Francesca Angelini in The Times:
Lawrence Osborne’s death certificate hangs above his desk. “Tuberculosis, 2009,” he says with a laugh over the phone from Bangkok. It is the legacy of an article he wrote about men who fake their deaths for insurance payouts. It’s not hard to see why Raymond Chandler’s estate approached him to write a Philip Marlowe sequel: between writing assignments in seedy, dangerous places and a career spent drinking his way around Poland, Paris, Tuscany, California, New York, Mexico, Morocco, Istanbul and Bangkok, he is a match for Marlowe when it comes to dark and thrilling encounters.
Yet his instinct was to say no. “You can never win with franchise books,” he says. “Even if you pull it off, fans are going to dump on you.” Osborne had idolised Chandler since he was young, but hadn’t forgotten how Robert B Parker was dismissed by Martin Amis in 1991 for turning Marlowe into “an affable goon”.
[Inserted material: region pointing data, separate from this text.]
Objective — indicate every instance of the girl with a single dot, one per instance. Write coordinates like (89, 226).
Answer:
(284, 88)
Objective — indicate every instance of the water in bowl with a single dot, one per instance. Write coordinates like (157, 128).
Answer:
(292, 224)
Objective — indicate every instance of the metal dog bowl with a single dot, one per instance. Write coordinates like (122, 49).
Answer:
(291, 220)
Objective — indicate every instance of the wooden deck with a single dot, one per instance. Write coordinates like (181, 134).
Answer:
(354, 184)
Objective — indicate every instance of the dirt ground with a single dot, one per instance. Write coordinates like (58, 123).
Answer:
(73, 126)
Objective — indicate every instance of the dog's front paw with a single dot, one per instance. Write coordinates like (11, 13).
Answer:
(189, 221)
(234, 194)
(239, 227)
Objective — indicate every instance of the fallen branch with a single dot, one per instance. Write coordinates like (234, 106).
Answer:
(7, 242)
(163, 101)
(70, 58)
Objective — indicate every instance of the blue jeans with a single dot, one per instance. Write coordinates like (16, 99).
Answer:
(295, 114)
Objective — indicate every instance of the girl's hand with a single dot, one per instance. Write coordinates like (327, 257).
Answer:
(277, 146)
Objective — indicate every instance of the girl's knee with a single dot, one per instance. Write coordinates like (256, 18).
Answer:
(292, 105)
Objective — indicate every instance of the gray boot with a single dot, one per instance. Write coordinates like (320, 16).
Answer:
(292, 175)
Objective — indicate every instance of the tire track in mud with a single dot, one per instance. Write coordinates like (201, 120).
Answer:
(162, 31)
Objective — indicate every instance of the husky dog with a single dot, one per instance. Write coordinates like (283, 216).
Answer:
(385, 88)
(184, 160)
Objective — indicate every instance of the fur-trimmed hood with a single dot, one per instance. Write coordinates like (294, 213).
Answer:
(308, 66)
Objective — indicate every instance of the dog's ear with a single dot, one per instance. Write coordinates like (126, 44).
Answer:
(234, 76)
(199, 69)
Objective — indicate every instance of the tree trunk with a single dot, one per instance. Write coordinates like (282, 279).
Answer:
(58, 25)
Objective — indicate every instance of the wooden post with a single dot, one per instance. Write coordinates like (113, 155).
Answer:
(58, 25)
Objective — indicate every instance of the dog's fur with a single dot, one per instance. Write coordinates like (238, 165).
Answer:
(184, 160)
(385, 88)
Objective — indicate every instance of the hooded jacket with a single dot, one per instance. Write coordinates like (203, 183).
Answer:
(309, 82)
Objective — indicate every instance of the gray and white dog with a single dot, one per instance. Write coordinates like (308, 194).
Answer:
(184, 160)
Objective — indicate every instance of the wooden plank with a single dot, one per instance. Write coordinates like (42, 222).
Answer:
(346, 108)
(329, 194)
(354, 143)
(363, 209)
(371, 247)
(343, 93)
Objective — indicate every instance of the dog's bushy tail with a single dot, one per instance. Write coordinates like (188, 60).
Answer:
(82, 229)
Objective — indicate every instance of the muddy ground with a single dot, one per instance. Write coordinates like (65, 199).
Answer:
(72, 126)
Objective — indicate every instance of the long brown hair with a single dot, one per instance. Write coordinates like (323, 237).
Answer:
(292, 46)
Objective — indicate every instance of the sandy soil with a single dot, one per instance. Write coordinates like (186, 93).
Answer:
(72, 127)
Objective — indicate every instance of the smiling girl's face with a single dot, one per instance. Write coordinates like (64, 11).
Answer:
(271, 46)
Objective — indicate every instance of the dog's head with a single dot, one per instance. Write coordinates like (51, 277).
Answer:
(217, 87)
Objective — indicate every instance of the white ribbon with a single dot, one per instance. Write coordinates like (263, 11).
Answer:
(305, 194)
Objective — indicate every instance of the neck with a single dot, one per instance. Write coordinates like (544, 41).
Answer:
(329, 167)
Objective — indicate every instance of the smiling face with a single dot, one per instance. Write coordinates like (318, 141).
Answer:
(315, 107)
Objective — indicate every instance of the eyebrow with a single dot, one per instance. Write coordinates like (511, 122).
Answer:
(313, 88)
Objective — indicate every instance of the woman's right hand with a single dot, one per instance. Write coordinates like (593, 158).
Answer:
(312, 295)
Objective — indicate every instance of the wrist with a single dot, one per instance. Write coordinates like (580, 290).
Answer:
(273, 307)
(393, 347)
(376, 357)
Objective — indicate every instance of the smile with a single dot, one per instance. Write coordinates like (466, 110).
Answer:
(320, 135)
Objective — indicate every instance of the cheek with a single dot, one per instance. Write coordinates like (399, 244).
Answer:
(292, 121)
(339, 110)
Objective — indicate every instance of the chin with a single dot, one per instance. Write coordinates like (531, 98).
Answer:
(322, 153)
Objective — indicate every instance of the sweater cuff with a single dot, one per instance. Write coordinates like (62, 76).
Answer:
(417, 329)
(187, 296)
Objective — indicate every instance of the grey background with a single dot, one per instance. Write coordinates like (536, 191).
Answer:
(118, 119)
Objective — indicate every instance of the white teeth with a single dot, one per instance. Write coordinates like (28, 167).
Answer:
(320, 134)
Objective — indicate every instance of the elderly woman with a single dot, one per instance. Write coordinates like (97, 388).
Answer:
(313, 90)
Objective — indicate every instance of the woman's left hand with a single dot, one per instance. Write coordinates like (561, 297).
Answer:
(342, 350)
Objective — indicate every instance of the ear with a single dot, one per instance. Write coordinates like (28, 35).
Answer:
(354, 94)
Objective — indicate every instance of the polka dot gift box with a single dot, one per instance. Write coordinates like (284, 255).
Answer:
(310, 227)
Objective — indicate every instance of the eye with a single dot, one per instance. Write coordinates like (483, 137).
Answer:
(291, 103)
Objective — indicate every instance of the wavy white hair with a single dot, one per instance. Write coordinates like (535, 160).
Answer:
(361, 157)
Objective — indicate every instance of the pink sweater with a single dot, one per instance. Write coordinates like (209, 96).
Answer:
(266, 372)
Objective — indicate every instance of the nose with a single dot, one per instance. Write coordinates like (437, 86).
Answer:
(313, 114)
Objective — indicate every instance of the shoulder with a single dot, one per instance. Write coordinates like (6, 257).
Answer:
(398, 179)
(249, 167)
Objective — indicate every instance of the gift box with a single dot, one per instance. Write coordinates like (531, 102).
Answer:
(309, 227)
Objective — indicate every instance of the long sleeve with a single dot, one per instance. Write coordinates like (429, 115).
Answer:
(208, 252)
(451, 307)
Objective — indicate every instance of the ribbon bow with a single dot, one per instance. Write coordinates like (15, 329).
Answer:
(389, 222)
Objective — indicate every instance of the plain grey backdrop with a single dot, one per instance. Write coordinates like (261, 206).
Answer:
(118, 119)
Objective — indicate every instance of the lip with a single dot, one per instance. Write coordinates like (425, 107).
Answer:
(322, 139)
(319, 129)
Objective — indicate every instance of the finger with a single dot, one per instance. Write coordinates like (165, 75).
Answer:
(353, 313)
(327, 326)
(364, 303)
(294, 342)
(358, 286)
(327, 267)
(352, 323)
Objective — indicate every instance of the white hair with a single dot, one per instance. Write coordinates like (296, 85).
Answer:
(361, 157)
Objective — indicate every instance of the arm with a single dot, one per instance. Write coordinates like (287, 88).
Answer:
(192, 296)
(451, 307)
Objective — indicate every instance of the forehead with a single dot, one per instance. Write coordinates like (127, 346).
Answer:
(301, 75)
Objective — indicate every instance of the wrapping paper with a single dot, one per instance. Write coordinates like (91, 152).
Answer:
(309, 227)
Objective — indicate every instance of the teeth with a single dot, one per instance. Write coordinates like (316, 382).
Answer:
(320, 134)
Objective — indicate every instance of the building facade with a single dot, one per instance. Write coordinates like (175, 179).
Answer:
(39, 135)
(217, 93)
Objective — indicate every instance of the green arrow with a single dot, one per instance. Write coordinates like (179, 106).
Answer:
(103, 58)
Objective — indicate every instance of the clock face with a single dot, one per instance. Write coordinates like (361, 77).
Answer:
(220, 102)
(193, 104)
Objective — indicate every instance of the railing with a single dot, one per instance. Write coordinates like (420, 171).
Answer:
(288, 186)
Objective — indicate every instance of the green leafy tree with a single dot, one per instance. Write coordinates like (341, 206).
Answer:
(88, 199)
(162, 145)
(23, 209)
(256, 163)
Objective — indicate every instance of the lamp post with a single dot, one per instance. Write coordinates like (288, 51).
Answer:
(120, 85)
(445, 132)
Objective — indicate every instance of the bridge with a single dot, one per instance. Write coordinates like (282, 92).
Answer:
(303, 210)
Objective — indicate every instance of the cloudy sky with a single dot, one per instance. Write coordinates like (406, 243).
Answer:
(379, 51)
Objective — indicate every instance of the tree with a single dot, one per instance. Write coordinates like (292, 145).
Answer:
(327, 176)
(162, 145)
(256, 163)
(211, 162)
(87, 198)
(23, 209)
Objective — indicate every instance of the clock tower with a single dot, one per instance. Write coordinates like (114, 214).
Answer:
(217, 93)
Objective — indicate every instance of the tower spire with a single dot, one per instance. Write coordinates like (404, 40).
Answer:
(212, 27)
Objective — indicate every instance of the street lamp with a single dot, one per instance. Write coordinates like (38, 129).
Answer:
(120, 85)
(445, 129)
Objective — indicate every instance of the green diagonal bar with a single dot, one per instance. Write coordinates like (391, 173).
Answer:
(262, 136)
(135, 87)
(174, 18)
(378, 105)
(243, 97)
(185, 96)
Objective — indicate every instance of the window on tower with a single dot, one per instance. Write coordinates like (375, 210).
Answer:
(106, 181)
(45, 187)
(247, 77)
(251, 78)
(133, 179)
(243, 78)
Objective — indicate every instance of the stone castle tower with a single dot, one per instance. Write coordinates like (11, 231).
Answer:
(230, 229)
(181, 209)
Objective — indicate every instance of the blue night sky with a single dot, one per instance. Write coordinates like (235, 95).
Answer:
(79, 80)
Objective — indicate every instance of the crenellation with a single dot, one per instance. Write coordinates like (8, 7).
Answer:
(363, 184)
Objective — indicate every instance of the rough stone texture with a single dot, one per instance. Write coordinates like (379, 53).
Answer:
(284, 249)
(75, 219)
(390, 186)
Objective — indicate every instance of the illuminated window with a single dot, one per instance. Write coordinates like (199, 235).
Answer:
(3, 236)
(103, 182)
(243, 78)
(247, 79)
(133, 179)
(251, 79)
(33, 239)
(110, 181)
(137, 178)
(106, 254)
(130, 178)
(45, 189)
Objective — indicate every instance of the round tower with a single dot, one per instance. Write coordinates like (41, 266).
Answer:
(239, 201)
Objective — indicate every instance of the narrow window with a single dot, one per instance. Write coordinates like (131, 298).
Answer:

The story of the death certificate, though, had led Osborne to meet the model for Marlowe. “He was a retired private investigator living on the beach in a Thai village, making pizzas with a gun in his holster,” he recalls. “And I thought that if I based my Marlowe on him, and set the novel in a time and place I knew well, I could write something original, avoid pastiche.” He gave it a go. “It was like eating chocolate every day. And that’s not always the case when I’m writing, believe me. So, if people are going to piss on this, I don’t really care. I had fun with it.”